モーゼルミリタリーは数多くのバリエーションがあるが、このM712はセレクターレバーで半,全自動(マシンガンになる)を切り替え可能、さらにボックス型の弾倉を備えた、いわばオプションフル装備仕様。
ちなみにM712の呼び名はモーゼル(この呼び方も本国では少し違うらしいが)社がつけたものではなく、米国の代理店ストーガー社がつけたとか。
M712/01

1/1と1/6。1/6の横にあるのが予備のボックスマガジン。
M712/02

モーゼルのサイトはワンタッチで目標の距離に合わせられる可動式。
タンジェント・サイトと呼ばれるそれは、モーゼルの作ったドイツ軍用ライフルと同形式。
M712/03

フロント・サイトは山形、リアはV型という構成は、今は使われないが、精密なサイティングを狙ったもの。
最も遠い距離はなんと1000m。
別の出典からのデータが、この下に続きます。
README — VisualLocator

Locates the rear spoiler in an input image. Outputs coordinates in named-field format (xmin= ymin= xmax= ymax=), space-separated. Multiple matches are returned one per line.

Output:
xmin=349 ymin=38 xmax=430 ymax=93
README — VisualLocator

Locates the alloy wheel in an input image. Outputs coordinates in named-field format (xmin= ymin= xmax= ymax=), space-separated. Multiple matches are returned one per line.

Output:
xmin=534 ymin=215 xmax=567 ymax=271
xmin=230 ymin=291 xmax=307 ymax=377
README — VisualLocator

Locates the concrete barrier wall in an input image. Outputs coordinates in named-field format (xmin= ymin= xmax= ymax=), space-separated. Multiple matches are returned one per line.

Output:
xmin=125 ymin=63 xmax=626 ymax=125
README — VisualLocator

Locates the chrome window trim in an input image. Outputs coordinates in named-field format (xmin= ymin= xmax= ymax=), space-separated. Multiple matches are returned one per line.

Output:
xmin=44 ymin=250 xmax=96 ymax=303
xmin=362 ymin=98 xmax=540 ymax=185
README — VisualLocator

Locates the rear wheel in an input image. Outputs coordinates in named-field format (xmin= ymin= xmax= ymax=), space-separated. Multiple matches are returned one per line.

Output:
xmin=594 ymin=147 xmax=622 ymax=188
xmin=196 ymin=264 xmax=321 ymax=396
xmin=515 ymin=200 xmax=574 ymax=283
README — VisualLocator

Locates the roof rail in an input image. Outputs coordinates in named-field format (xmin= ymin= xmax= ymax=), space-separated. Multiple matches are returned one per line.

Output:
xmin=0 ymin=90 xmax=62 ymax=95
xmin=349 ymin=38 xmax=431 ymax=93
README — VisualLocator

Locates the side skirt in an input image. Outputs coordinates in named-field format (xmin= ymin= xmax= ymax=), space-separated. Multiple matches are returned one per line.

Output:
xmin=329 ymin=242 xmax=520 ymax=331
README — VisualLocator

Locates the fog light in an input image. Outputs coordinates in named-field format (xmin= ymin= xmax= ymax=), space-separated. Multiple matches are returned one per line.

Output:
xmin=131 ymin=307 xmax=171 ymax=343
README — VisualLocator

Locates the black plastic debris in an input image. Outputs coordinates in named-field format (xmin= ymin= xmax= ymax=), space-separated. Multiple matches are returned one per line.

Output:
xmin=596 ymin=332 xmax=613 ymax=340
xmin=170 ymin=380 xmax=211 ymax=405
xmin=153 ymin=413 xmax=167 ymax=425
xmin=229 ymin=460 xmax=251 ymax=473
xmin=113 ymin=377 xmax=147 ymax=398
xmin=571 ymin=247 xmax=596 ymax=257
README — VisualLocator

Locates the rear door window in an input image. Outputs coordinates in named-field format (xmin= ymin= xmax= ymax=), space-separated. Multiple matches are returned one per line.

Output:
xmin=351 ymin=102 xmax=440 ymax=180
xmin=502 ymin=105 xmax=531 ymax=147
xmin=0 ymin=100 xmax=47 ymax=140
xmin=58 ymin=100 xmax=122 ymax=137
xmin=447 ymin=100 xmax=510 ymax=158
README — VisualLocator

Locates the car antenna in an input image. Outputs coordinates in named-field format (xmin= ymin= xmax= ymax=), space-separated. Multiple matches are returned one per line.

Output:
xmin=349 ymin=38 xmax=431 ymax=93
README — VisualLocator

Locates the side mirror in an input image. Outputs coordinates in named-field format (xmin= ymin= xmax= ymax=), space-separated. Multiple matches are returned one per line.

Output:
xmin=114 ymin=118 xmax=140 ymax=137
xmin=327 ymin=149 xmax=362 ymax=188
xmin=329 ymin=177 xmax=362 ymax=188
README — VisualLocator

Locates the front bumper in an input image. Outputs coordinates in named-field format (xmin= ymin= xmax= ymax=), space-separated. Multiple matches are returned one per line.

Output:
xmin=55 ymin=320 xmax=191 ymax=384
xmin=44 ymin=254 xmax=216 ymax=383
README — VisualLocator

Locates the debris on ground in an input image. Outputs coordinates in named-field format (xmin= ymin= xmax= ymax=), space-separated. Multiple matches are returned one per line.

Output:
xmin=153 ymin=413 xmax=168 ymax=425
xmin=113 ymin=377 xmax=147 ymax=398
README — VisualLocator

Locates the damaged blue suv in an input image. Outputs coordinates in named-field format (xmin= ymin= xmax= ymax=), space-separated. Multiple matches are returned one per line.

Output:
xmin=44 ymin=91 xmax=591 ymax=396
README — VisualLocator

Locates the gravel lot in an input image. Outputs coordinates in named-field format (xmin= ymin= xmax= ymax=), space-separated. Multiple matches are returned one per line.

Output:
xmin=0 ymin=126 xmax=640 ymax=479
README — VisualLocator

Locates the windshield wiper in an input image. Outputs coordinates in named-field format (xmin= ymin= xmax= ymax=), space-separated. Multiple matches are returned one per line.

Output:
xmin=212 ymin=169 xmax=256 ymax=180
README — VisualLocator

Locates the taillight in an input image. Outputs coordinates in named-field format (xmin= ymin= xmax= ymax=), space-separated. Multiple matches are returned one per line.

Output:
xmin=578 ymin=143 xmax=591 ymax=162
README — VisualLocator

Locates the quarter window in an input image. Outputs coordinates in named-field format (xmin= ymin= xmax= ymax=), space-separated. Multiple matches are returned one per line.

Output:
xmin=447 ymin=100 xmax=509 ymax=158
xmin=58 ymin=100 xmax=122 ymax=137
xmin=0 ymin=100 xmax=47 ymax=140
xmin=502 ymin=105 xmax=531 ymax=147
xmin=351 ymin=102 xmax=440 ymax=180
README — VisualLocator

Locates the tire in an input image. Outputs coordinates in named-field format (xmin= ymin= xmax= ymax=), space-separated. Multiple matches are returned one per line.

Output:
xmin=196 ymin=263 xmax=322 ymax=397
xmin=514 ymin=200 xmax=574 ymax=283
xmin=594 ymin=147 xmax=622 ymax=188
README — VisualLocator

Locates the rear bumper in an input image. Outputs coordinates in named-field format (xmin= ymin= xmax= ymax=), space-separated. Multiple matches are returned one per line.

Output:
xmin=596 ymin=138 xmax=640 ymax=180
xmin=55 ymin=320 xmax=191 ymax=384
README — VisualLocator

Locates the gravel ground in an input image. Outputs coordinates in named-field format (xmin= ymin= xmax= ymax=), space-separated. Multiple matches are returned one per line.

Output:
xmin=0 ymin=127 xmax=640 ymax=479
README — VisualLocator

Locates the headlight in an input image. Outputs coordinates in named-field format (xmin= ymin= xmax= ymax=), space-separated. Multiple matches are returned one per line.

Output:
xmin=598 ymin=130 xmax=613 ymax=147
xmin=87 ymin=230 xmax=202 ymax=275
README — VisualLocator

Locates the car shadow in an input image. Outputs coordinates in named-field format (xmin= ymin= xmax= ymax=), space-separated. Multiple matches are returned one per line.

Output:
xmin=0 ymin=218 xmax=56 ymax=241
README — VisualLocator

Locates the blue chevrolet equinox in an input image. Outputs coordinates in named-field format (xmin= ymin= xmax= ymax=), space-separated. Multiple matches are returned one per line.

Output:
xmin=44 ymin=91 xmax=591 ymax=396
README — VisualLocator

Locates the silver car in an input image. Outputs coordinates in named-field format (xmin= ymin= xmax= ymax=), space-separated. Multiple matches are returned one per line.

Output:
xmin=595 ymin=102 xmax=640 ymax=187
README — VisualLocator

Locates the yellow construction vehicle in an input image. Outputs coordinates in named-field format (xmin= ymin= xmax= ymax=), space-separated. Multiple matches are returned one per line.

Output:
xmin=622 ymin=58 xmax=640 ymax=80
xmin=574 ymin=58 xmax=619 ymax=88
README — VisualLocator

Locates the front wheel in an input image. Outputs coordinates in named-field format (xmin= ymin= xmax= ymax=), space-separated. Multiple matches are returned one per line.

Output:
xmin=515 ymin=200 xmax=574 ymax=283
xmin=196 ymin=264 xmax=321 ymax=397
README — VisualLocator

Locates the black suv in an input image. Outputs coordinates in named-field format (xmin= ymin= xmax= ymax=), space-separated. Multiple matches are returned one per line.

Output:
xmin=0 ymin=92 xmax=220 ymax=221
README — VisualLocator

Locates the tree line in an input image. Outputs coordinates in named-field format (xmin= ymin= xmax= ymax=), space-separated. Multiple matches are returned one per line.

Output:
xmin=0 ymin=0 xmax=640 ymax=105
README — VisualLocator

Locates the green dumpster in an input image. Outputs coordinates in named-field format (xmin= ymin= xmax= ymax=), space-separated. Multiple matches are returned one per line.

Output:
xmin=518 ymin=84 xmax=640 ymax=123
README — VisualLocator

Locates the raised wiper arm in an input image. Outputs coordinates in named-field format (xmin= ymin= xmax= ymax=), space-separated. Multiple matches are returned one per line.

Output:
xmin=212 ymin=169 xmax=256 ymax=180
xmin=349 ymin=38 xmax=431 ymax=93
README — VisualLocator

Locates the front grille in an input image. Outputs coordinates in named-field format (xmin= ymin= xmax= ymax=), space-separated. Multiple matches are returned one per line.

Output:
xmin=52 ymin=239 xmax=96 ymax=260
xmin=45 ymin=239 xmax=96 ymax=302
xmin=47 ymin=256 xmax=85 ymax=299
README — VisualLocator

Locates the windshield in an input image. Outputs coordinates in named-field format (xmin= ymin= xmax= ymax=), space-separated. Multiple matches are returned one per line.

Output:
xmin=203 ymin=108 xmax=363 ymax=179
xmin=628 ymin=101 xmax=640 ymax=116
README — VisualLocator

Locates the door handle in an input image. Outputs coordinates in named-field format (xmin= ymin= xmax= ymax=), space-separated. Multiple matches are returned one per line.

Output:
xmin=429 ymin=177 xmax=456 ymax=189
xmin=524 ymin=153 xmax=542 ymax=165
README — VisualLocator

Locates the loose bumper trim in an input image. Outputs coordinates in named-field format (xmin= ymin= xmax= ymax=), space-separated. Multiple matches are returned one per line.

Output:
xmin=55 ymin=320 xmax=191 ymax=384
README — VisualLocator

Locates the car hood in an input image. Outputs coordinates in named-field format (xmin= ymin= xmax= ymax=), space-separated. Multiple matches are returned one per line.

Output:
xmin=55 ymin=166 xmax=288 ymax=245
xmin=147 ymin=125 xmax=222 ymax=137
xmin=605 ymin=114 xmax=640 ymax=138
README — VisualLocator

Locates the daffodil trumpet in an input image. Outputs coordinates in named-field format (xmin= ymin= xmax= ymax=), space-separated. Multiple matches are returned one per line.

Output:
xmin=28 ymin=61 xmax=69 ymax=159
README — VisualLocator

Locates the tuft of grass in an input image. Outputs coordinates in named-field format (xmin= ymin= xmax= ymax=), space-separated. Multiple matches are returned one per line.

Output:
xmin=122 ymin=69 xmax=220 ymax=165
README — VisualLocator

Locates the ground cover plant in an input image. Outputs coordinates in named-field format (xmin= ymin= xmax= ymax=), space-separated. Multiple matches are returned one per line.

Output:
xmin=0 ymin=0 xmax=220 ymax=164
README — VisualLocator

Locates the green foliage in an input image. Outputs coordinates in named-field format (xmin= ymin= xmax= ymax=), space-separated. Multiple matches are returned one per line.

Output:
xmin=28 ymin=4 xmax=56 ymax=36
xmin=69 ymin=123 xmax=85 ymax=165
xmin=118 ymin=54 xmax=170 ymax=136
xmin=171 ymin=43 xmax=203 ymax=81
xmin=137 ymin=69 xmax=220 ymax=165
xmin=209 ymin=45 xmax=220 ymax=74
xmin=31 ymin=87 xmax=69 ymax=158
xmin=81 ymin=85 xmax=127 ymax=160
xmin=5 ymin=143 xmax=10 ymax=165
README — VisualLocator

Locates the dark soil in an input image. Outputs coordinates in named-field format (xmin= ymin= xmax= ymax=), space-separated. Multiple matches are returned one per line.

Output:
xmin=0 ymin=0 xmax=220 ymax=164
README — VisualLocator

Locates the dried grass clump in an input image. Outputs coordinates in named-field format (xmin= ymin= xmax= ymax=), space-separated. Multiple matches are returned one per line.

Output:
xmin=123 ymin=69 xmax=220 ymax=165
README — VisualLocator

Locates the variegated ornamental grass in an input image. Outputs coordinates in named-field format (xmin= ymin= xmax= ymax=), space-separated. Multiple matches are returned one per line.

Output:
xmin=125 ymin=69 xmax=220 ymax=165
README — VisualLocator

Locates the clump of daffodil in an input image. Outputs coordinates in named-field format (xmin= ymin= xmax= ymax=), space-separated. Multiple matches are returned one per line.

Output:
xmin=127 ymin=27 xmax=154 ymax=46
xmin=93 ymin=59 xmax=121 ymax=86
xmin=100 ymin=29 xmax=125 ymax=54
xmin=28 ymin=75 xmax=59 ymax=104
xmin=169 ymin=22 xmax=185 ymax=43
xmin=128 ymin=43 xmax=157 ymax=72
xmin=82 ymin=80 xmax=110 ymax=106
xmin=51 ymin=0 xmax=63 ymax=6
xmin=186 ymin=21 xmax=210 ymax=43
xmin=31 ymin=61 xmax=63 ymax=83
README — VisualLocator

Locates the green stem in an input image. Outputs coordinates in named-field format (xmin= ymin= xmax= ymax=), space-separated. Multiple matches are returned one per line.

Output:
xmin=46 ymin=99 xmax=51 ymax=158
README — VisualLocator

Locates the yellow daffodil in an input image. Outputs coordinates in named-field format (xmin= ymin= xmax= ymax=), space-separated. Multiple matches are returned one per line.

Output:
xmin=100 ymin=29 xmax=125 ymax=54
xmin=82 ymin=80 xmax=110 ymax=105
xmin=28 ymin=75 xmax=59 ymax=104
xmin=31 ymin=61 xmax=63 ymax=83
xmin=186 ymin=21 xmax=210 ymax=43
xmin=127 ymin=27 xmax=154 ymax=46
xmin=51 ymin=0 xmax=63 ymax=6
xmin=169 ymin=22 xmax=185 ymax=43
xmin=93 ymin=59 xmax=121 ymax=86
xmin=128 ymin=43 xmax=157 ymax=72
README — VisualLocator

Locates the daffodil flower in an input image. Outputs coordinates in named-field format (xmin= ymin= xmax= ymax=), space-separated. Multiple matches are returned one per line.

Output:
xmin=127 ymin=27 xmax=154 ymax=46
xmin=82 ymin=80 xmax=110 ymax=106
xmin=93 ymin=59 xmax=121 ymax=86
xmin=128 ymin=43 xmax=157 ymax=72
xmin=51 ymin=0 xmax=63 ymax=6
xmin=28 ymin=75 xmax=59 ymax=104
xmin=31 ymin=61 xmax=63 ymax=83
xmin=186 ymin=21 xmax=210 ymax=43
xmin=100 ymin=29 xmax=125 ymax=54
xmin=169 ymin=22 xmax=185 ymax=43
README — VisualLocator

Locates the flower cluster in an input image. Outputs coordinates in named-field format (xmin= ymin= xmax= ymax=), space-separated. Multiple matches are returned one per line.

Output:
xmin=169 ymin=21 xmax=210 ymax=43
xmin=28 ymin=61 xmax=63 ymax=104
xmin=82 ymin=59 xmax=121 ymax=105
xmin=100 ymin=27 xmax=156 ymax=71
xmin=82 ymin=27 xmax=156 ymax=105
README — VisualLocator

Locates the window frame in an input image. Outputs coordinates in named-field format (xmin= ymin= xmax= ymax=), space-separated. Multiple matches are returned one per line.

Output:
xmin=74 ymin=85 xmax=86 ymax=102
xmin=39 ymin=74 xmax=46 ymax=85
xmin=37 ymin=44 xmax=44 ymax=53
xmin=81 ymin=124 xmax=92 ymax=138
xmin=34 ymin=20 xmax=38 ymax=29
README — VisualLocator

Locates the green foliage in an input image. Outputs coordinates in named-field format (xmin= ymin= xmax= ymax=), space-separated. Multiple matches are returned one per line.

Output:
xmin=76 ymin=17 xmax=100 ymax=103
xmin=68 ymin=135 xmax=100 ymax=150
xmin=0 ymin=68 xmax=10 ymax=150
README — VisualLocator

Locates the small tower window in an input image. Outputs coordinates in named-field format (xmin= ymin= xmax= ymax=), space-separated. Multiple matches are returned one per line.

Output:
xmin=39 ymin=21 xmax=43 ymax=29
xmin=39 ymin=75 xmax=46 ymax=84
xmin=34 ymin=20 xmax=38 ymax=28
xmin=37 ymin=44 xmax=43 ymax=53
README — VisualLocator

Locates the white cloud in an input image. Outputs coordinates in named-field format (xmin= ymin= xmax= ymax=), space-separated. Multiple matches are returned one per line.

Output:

弾は飛ぶかも知れないが、ちょっと無理しすぎでは。
M712/05

分解は工具なしでほとんどバラせるが、メカを引き出すとそこには複雑な立体パズルが。
これはマルシン製のモデルガンだが、内部も結構リアル。
M712/04

1/1のストックは持ち合わせないが、1/6はストックがつき、しかもそこに収納できる。
M712/06

持っている1/6は出処がわからないものが多いが、これは押井守氏の映画キャラクターを再現したものについていたものだと思う。